© Imagem: Reprodução/Museu Histórico da Imigração Japonesa no Brasil | https://www.bunkyo.org.br/br/museu-historico/
Escrito por: Felipe Augusto Antunes de Mesquita Luna¹ e Helena Lucchesi²
O Brasil dos anos 80, em relação à comunidade internacional, foi um dos países com o cenário interno mais conturbado possível. Ao passo que a ditadura militar estava chegando ao ponto de se tornar menos repressiva, com certos movimentos sociais ganhando força, boa parte da instabilidade interna ainda era visível, com atos como o AI-5 ainda em vigor. O movimento “Diretas Já” ganhava força com o que viria a ser o Partido dos Trabalhadores (PT), o Partido Social Democrata do Brasil (PSDB), dentre outros ainda não nomeados à época, algo que, por sua vez, contribuiu para uma imagem internacional de muita conturbação social. Para além disso, movimentos de ordem social como êxodos rurais estavam acontecendo em massa: “As mudanças no campo acarretaram um crescente êxodo rural, devido à concentração da propriedade e à expulsão do trabalhador, ou à perda da terra (pequenos proprietários, posseiros, etc), ou à ausência de trabalho (assalariados rurais).” (SANTAGADA, 1990, p.123)
Aliada à essa imagem civil de desordem, a economia brasileira atingia ápices negativos cada vez maiores nos indicadores econômicos, com inflações exorbitantes (hiperinflação) e correções monetárias quase diárias sobre os produtos em geral. Somente na década de 80 a moeda brasileira passou por três transformações, de Cruzeiro para Cruzado (1986) e de Cruzado para Cruzado Novo (1989), tamanha a desvalorização que a moeda sofria. O setor privado sofria com elevada carga tributária e redução de linhas de crédito, enquanto o setor público acumulava dívidas na casa dos bilhões e sofria redução de investimentos em políticas públicas. O século do milagre econômico, na década de 70, havia deixado uma esperança que não se concretizou nos anos seguintes. O preço do barril de petróleo aumentou absurdamente e as dívidas do governo brasileiro, dolarizadas, foram aos céus.
Inserido neste cenário, de intensa instabilidade e conturbações de caráter econômico, político e social, nos anos 80, desponta dentro da comunidade nipo-brasileira um novo movimento, de retorno às raízes (ao Japão). Comparativamente, apesar das distintas conjunturas internacionais e situações que cada país passava em sua determinada época, vemos que a busca por melhores condições de vida e promessa de prosperidade são ideias que acompanharam tanto os primeiros japoneses, ao início do século, em sua vinda ao Brasil como, décadas depois, o movimento de retorno por parte de seus predecessores ao Japão.

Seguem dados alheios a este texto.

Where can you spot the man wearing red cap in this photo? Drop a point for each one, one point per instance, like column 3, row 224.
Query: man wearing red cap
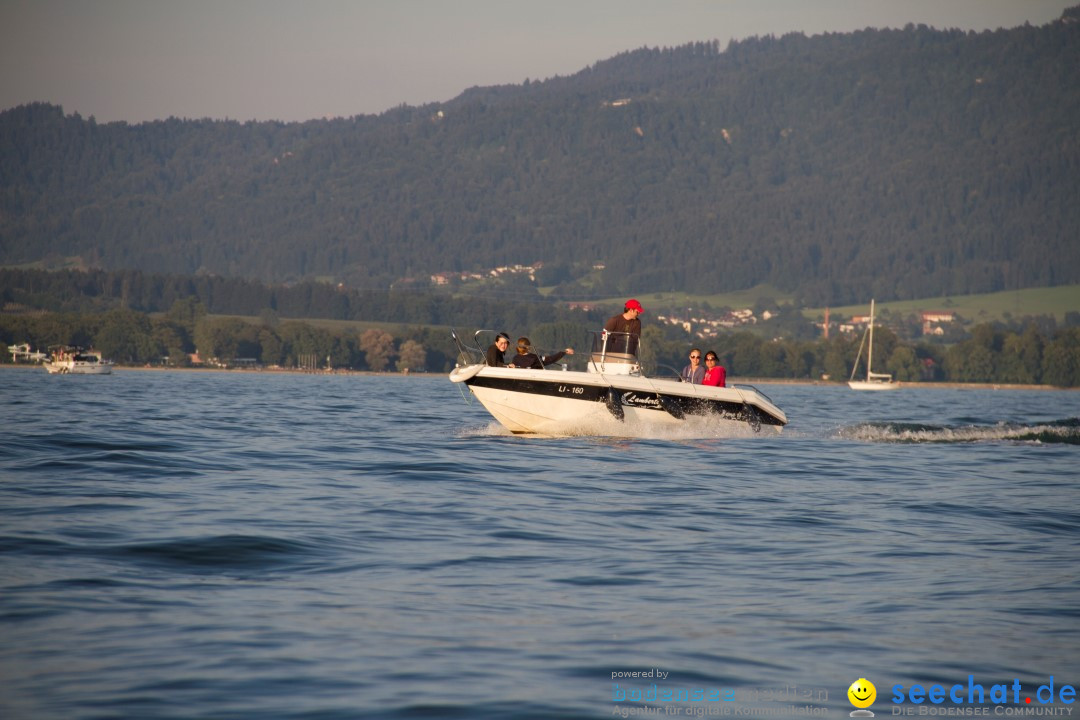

Com isto em mente, aqueles imigrantes japoneses que, na primeira metade do século XX, vieram ao Brasil à procura de trabalho e melhores condições de vida, já haviam se estabelecido em solo brasileiro, formado famílias e, até mesmo, tido filhos. Esses herdeiros da primeira geração (issei) são chamados de nikkei, termo derivado do símbolo japonês "2", que representa a segunda geração de japoneses no Brasil. E, apesar de possuírem nacionalidade brasileira, pelo fato de seus pais terem nascido no Japão e emigrado somente em idade adulta, apresentam um contato mais intenso e direto com elementos da cultura tradicional japonesa em relação às gerações posteriores.

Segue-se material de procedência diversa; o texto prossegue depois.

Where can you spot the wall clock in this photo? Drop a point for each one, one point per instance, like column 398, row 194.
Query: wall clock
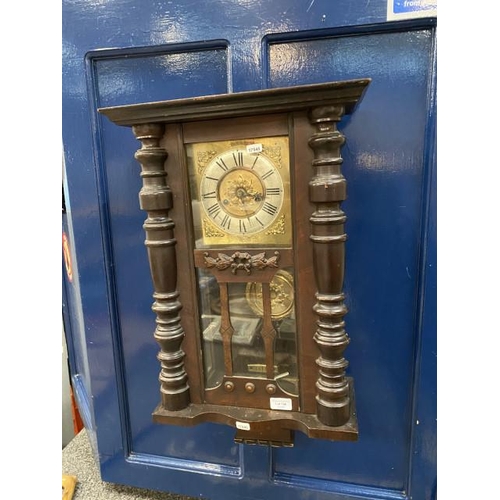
column 245, row 239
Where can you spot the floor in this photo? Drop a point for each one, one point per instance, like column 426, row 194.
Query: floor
column 78, row 460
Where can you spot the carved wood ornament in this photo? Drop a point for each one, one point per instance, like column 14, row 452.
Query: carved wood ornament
column 324, row 405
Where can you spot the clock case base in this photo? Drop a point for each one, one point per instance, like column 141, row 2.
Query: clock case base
column 267, row 427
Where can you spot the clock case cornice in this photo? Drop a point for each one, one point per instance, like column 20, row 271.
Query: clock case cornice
column 346, row 93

Assim como seus progenitores, o elemento central que motiva os primeiros nascidos nipo-brasileiros a irem à terra do sol nascente, seja para se fixarem permanente por lá ou apenas temporariamente, também é o fator econômico. Esse movimento iniciado pelos nikkei, então em idade adulta e compondo a mão de obra ativa brasileira, ficou conhecido como dekassegui. Como bem resume Sandra Cecília em "Imigração Japonesa e Identidade Nacional" (2007):
Na década de 80, com o desenvolvimento econômico do Japão aliado à crise em que se encontrava o Brasil, teve início o movimento dekassegui. Os objetivos deste podem ser igualados aos motivos do princípio da imigração japonesa no Brasil, ou seja, sair para alcançar trabalho e acumular recursos no exterior para depois voltar ao país de origem. (Introdução, p. 11)
A palavra dekassegui em japonês significa algo como "trabalho fora de casa", originalmente utilizada para se referir ao movimento interno dos trabalhadores no Japão, majoritariamente das regiões Norte e Nordeste, que dependendo da época do ano, destaque para o inverno rigoroso, se dirigiam a zonas urbanas, como Tokyo e Osaka, a fim de encontrar trabalho e complementarem a renda. Sintetizando, é o termo japonês ao equivalente brasileiro da "migração sazonal". Contudo, a palavra adquire um novo sentido, agora também designada para os "trabalhadores de origem japonesa radicados no exterior (em países como o Brasil , Peru etc.), que se dirigem ao Japão em busca de melhores salários, suprindo a carência de mão-de-obra destinada, sobretudo, à realização de trabalhos menos qualificados neste país." (DE CASTRO, Marcos Luiz. 1994. p. 102)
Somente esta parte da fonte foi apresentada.